Tal afirmação não apenas reforça estereótipos preconceituosos, como também desconsidera a complexidade e a gravidade da situação vivida pelos povos indígenas na região. A declaração desrespeita a memória do indígena Neri Guarani Kaiowá, assassinado com um tiro na cabeça, e, por conseguinte, os direitos fundamentais das comunidades indígenas ao tratá-las como meros pontos logísticos para o tráfico de drogas. 

No atual contexto em que os povos originários enfrentam uma longa e dolorosa história de violações, a acusação generalizada de associação de indígenas ao tráfico de drogas desvia o foco dos verdadeiros problemas: a violência sistemática, as dificuldades para avançar nos processos de demarcação de terras indígenas e a obtenção de proteção efetiva de seus territórios, bem como a carência de políticas públicas que respeitem a cultura e o modo de vida dos povos originários.

É fundamental que as autoridades instituídas conduzam uma investigação séria, imparcial e transparente sobre o ocorrido, sem pré-julgamentos e sem criminalizar injustamente aqueles que, historicamente, têm lutado por seus direitos e por sua sobrevivência. Ao proferir tais acusações, o secretário não apenas ofende a comunidade indígena do território Nhanderu Marangatu, mas também todos os povos indígenas e suas lutas legítimas por respeito, reconhecimento e justiça.

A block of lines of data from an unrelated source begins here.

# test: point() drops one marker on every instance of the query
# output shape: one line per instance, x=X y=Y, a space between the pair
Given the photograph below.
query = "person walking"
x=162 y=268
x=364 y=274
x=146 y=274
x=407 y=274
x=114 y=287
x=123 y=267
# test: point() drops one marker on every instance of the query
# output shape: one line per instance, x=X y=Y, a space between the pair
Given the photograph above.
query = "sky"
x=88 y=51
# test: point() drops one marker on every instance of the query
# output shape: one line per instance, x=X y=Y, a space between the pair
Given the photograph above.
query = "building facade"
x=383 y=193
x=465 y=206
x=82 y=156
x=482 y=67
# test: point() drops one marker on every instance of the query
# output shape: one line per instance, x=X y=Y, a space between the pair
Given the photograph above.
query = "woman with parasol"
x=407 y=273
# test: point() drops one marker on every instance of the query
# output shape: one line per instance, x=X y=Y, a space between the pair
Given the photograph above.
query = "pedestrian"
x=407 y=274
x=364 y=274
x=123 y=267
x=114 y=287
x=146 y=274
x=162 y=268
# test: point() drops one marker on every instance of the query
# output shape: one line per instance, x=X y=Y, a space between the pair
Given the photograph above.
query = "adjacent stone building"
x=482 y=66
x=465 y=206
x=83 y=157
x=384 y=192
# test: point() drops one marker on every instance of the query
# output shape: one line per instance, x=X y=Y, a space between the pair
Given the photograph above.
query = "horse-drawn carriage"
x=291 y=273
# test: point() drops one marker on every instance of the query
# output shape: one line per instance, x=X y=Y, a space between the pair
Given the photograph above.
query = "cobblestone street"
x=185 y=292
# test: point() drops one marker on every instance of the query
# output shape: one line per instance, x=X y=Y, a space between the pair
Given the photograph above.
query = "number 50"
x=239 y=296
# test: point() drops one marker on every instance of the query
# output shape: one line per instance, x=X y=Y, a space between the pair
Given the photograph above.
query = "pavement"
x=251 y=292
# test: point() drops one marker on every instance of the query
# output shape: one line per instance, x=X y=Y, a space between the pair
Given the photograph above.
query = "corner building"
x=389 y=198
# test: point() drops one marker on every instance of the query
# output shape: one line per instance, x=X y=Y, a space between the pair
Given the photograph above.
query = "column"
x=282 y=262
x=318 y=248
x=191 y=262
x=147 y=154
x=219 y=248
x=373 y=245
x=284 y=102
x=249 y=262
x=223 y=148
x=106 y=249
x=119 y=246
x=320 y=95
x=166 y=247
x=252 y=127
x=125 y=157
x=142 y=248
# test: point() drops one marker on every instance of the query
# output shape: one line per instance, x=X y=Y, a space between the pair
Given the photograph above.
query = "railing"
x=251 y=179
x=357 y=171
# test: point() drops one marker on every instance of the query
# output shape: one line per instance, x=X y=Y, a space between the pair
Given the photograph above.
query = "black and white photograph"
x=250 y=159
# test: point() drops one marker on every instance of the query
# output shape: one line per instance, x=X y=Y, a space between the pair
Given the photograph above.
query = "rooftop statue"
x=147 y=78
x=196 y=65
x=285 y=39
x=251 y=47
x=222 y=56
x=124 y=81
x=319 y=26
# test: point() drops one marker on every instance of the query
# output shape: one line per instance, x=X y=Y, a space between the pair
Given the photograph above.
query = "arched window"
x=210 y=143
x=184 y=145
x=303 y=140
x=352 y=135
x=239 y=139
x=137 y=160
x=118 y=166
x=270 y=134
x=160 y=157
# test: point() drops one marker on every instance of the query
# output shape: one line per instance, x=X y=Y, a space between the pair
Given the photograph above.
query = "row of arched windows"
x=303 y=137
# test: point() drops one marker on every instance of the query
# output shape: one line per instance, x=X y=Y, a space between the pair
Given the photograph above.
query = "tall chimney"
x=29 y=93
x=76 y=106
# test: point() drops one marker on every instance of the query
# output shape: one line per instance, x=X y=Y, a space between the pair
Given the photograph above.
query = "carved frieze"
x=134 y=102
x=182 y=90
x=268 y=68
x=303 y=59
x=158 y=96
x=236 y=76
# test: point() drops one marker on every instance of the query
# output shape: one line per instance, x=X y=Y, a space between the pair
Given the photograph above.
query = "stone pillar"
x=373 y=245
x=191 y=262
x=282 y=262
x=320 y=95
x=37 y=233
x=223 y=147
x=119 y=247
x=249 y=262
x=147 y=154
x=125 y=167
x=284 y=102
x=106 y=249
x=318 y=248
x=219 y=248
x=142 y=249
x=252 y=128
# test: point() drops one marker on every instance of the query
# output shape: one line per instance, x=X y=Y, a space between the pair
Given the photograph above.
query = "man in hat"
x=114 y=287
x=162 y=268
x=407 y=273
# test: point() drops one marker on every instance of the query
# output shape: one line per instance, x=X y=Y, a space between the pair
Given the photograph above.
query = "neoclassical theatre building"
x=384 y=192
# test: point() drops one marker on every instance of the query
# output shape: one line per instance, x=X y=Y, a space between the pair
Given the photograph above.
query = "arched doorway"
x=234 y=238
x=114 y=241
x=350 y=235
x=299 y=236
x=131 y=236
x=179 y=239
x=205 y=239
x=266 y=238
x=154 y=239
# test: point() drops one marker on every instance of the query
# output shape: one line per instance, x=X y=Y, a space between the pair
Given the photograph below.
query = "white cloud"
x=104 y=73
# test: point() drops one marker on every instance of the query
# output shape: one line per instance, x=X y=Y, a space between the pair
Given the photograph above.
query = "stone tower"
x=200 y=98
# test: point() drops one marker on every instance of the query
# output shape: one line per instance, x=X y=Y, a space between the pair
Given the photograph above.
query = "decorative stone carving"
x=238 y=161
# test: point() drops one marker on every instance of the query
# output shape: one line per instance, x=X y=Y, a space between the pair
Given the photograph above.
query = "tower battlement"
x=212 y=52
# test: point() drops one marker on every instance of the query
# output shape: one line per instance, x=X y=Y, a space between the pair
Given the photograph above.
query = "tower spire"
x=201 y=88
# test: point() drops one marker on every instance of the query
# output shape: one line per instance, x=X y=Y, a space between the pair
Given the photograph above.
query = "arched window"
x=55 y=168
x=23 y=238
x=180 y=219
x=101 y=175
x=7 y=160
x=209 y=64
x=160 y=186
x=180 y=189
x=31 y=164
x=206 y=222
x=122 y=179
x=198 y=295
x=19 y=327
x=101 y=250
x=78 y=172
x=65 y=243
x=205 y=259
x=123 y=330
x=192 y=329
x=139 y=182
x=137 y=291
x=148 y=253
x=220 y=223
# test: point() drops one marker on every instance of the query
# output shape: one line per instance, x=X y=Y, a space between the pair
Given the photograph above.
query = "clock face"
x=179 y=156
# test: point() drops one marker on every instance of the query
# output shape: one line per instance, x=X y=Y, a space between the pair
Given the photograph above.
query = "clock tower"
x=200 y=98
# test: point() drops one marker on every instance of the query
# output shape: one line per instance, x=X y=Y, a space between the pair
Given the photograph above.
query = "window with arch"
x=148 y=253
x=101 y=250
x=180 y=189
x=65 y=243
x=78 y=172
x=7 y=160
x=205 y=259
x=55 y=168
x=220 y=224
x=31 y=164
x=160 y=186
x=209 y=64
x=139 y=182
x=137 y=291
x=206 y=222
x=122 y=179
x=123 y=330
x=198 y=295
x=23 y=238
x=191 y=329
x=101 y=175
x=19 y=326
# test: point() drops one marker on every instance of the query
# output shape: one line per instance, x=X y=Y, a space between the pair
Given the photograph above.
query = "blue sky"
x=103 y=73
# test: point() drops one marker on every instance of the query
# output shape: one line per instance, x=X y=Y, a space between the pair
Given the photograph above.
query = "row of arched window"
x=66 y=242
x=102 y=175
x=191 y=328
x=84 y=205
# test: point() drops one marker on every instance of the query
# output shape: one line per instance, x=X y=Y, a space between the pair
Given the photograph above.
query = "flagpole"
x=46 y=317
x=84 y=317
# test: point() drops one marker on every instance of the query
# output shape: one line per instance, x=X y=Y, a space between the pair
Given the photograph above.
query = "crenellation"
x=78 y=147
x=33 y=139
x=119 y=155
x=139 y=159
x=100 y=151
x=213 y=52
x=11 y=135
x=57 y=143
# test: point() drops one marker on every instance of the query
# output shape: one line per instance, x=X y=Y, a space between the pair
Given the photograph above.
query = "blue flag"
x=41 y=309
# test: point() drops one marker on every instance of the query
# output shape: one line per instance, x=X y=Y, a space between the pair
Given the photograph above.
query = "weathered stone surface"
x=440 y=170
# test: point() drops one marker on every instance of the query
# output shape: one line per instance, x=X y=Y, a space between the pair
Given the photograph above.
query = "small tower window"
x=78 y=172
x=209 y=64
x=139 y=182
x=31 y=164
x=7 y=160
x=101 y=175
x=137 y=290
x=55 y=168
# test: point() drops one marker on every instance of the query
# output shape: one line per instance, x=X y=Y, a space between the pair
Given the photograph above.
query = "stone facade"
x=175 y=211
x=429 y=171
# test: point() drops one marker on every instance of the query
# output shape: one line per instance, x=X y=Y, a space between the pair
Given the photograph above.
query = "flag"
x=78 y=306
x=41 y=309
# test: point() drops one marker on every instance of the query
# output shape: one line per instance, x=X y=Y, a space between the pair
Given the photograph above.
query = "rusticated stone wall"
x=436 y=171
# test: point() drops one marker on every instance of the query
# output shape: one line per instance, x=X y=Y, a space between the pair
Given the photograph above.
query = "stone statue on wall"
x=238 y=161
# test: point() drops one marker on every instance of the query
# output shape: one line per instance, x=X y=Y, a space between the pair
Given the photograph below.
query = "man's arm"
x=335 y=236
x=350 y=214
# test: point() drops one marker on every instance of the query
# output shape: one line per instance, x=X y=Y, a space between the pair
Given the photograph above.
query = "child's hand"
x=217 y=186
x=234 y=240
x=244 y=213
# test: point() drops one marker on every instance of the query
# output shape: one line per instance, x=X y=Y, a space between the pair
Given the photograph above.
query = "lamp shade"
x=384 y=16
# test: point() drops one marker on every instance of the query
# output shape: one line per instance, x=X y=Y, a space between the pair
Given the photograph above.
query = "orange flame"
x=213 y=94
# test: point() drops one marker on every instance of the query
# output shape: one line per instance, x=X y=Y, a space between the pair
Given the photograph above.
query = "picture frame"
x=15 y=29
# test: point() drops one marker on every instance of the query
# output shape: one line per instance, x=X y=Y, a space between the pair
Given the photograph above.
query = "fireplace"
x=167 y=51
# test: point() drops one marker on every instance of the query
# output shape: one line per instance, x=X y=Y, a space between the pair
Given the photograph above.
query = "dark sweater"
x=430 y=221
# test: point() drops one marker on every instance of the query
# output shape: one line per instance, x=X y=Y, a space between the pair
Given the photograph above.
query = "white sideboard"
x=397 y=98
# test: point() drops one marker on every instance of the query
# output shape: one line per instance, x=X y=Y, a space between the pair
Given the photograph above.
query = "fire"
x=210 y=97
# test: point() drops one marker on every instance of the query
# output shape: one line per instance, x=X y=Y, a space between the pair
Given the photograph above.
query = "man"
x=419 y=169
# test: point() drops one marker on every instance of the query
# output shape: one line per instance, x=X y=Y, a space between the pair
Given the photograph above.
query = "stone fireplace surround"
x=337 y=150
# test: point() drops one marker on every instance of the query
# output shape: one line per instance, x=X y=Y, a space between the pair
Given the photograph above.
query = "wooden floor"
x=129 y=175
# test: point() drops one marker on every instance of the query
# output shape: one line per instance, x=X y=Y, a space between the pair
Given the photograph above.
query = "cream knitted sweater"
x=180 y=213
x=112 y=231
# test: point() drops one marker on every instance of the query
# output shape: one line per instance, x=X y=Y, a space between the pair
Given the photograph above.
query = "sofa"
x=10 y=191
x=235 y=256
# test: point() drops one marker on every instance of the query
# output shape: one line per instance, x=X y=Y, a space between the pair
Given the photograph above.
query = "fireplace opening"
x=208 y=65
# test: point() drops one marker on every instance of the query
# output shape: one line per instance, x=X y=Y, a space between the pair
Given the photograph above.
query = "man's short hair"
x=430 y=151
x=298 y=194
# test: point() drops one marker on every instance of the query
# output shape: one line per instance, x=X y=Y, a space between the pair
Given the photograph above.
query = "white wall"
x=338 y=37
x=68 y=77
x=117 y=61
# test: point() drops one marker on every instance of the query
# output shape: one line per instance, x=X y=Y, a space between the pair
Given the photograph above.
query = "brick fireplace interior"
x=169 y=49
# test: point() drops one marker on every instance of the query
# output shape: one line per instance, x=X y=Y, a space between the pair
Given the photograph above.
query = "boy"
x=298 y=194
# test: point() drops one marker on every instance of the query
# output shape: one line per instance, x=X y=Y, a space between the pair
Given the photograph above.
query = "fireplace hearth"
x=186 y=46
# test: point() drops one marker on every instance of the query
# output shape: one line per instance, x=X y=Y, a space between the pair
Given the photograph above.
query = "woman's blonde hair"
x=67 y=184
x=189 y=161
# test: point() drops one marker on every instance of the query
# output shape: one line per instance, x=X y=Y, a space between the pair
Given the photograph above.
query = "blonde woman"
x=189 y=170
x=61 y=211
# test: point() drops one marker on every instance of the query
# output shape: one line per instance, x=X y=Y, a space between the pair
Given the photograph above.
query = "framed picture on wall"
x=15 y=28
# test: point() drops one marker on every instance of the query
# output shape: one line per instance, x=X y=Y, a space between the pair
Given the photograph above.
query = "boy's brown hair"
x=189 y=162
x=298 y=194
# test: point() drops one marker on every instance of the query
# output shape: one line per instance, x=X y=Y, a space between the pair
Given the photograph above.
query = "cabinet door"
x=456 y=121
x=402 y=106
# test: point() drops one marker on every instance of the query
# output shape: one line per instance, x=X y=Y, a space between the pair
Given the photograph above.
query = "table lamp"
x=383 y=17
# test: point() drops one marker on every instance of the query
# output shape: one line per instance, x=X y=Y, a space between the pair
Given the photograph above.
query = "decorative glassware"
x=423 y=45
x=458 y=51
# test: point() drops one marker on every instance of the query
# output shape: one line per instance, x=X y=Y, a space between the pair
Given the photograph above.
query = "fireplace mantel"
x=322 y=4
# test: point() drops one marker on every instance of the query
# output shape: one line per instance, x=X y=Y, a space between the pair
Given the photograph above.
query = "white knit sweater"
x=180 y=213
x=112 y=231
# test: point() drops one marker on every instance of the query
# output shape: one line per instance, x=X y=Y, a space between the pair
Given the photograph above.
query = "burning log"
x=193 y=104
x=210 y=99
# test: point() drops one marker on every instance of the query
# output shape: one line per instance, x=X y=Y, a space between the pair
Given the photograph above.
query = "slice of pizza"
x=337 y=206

A Funai reitera sua solidariedade à comunidade Nhanderu Marangatu, a todas as comunidades indígenas e à família de Neri Guarani Kaiowá. A autarquia indigenista pede que as autoridades tratem este caso com a seriedade e o respeito que ele merece, garantindo o direito à verdade e à justiça.”

Com informações do blog Veja Aqui Mato Grosso do Sul e da Fundação Nacional dos Povos Indígenas (Funai).